The New England Patriots are reportedly set on having an open competition at training camp between Cam Newton and Mac Jones for the starting job.
Could that just be a smokescreen planted by Bill Belichick?
Perhaps, but that idea doesn’t necessarily align with the rave reviews Jones has received thus far.
According to reports, Jones was the superior quarterback to Newton during OTAs and mandatory minicamp before the former MVP returned from a hand injury and balled out in the last practice before summer break.
Nevertheless, at this juncture it’d be foolish to rule out the prospect of Jones being under center for the Patriots in Week 1 of next season.
The Alabama product wouldn’t be in this situation if not for all the hard work he’s put in following the draft. Apparently, that exhausting routine included reaching out to Peyton and Eli Manning for advice on what it takes to succeed as quarterback in the NFL.
Patriots QB Mac Jones learned a lot from the Manning brothers.
Not all Patriots fans will know this, but Jones was as accurate and proficient as any quarterback in the nation last season, his first as the starter. He ranked first in both completion percentage (77.4%) and yards per attempt (11.2). Unbelievable.
However, Jones is already learning that the NFL is a different game. Not only will the rookie’s pocket collapse quicker, but his receivers won’t be able to gain nearly as much separation as they did at Alabama. Look no further than Devonta Smith’s numbers.
For a quarterback that doesn’t boast a ton of athleticism, at least compared to the modern-day signal caller (Lamar Jackson, Patrick Mahomes, Russell Wilson, etc.), Jones’ accuracy and decision-making will need to be his calling cards in the NFL.

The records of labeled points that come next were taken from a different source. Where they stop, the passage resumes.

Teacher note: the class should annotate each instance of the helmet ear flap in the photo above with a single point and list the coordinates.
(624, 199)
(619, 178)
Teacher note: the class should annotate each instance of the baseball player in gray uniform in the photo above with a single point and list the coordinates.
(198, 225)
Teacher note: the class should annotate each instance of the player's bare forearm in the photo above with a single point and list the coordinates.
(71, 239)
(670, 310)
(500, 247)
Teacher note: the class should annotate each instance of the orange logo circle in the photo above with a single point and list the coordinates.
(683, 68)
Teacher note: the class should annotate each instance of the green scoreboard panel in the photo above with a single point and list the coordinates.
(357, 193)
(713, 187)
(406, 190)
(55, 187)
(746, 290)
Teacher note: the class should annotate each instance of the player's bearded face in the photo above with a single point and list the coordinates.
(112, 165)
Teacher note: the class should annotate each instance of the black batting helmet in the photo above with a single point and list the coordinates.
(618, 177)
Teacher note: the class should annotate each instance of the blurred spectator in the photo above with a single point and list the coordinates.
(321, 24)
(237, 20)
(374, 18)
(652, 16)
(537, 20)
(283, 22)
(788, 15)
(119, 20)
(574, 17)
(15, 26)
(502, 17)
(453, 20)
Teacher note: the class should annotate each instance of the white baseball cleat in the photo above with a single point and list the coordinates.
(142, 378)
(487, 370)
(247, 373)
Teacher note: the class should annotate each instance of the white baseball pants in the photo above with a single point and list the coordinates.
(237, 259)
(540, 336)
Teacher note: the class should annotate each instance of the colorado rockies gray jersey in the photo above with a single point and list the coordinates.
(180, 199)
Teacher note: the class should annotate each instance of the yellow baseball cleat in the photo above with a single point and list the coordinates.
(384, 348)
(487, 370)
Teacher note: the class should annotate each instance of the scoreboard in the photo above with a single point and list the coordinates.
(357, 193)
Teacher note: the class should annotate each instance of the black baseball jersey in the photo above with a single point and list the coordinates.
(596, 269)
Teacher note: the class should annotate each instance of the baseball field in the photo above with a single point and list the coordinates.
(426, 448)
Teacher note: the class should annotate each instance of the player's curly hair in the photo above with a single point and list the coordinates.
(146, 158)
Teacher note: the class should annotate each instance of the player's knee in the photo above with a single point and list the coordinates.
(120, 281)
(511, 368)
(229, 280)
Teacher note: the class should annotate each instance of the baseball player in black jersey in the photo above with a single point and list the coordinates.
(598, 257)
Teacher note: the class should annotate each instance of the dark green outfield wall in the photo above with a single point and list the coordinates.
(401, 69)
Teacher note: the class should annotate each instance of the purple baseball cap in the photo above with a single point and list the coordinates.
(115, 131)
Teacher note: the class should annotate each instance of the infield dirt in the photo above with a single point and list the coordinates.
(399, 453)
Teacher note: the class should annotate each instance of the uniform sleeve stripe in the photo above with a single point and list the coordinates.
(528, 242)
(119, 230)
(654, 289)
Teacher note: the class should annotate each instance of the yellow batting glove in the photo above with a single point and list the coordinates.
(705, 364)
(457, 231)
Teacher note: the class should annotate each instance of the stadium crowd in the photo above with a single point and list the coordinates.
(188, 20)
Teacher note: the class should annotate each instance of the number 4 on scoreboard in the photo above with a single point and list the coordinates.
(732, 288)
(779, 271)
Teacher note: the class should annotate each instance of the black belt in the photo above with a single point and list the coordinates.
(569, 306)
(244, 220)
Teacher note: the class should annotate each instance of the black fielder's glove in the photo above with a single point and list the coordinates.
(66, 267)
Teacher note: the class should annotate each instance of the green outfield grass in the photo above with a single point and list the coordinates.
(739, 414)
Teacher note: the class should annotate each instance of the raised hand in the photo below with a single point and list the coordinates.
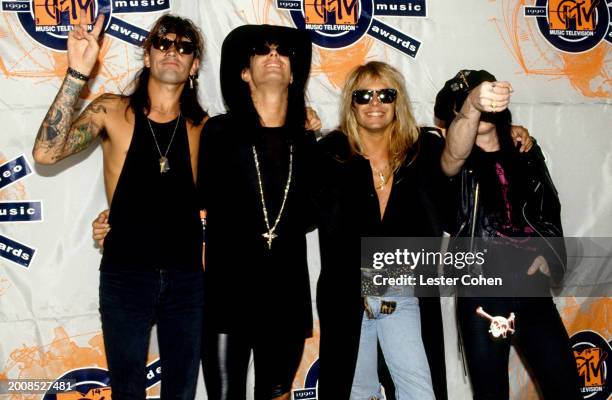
(83, 46)
(490, 96)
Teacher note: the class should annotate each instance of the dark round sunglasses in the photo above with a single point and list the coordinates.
(263, 49)
(364, 96)
(163, 44)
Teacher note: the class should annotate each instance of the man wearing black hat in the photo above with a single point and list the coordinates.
(151, 269)
(508, 198)
(253, 186)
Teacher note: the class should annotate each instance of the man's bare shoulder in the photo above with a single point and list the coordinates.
(111, 102)
(117, 114)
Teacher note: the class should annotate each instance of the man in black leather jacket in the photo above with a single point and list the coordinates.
(507, 201)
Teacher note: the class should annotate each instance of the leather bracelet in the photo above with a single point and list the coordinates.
(77, 75)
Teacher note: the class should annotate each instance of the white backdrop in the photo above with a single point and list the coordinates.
(49, 322)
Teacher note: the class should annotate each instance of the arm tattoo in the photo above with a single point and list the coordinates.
(58, 136)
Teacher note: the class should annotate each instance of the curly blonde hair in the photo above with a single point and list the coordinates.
(404, 132)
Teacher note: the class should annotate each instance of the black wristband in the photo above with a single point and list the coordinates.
(77, 75)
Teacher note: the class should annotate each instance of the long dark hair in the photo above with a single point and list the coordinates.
(189, 103)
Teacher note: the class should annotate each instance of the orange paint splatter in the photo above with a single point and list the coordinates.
(53, 360)
(337, 64)
(580, 317)
(587, 72)
(30, 60)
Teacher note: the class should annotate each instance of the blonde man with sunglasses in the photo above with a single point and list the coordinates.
(380, 170)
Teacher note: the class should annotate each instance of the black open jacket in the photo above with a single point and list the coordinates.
(537, 203)
(349, 210)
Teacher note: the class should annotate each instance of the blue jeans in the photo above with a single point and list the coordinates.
(131, 302)
(399, 334)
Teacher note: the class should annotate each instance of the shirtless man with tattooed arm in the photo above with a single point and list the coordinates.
(151, 269)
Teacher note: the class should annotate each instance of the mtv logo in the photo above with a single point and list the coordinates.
(590, 366)
(63, 12)
(576, 15)
(92, 394)
(338, 12)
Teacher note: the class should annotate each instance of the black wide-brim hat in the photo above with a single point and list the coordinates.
(237, 50)
(451, 97)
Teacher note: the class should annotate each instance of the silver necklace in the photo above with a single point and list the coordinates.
(270, 235)
(164, 165)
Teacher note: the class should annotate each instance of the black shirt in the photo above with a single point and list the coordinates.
(154, 216)
(248, 284)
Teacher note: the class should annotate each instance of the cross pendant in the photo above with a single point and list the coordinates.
(164, 165)
(270, 236)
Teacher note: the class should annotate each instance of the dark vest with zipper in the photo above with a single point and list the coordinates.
(154, 216)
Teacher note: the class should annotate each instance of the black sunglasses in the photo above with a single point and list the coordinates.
(263, 49)
(163, 44)
(364, 96)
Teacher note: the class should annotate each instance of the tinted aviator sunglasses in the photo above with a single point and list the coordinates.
(263, 49)
(163, 44)
(364, 96)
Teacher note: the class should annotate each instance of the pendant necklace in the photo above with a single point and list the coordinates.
(270, 235)
(381, 176)
(164, 165)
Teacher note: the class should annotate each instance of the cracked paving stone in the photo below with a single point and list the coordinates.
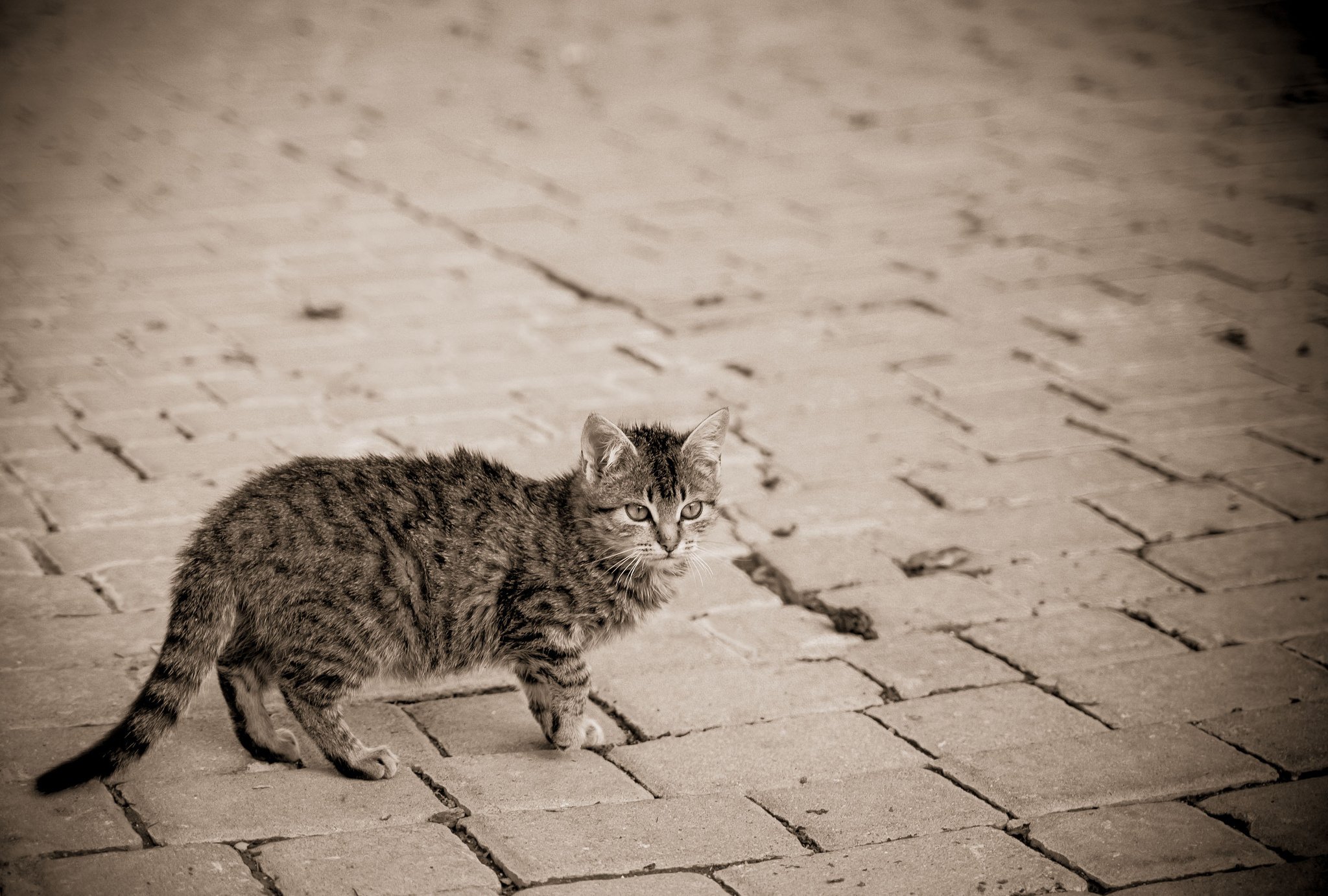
(1126, 766)
(1194, 687)
(1290, 817)
(877, 807)
(385, 860)
(277, 803)
(80, 819)
(679, 884)
(675, 703)
(1290, 737)
(193, 870)
(1259, 613)
(923, 663)
(484, 724)
(1298, 879)
(1135, 845)
(984, 718)
(505, 782)
(621, 838)
(979, 860)
(1076, 639)
(766, 754)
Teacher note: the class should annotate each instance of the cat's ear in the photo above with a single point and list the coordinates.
(603, 445)
(704, 442)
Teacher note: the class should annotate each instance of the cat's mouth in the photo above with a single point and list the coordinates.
(670, 562)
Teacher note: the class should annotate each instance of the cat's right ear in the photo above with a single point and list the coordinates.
(603, 445)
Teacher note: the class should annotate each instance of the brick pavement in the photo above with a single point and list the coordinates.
(1020, 311)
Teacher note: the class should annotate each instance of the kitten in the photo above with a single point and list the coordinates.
(323, 572)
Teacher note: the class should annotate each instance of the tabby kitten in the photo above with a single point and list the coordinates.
(323, 572)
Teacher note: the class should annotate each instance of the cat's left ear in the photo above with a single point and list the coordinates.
(704, 442)
(603, 445)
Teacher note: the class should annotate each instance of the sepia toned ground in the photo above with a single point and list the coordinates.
(1020, 310)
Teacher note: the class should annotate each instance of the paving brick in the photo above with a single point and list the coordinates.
(660, 643)
(15, 558)
(541, 779)
(678, 884)
(1251, 558)
(780, 633)
(195, 870)
(16, 512)
(67, 469)
(1077, 639)
(1194, 685)
(926, 663)
(999, 534)
(397, 859)
(765, 755)
(1311, 646)
(130, 503)
(1301, 491)
(1288, 817)
(206, 424)
(1109, 579)
(375, 724)
(829, 510)
(930, 602)
(1291, 737)
(1185, 509)
(1309, 437)
(617, 839)
(1205, 420)
(984, 718)
(86, 818)
(81, 641)
(814, 563)
(143, 400)
(980, 860)
(31, 438)
(140, 585)
(723, 587)
(277, 803)
(1130, 766)
(1259, 613)
(1133, 845)
(1168, 384)
(1299, 879)
(1025, 482)
(63, 697)
(665, 703)
(45, 596)
(204, 460)
(875, 807)
(88, 550)
(499, 722)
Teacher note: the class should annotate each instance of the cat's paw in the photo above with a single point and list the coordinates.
(375, 765)
(286, 746)
(585, 732)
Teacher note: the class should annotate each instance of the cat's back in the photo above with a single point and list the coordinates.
(318, 497)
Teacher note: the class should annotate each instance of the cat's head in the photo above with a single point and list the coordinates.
(651, 490)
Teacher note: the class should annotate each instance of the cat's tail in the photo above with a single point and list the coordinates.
(201, 620)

The NFL is a game of inches, and Patriots fans should love that was the main takeaway from Jones’ conversation with the Manning brothers, who are two of the most successful gunslingers, as far as winning is concerned, in league history.
They also had a knack for showing up for the big occasion.
From Peyton holding the record for most fourth quarter comebacks, to Eli Manning’s legacy-defining completions to David Tyree and Mario Manningham in Super Bowl XLII and XLVI, Jones can certainly learn a thing or two from the them.
Those are undoubtedly two the worst moments in Patriots history, but the franchise will be hoping the Manning brothers’ advice helps Jones develop a similar clutch gene down the road. For now, however, we’ll settle for improved accuracy as he battles Newton for the starting job.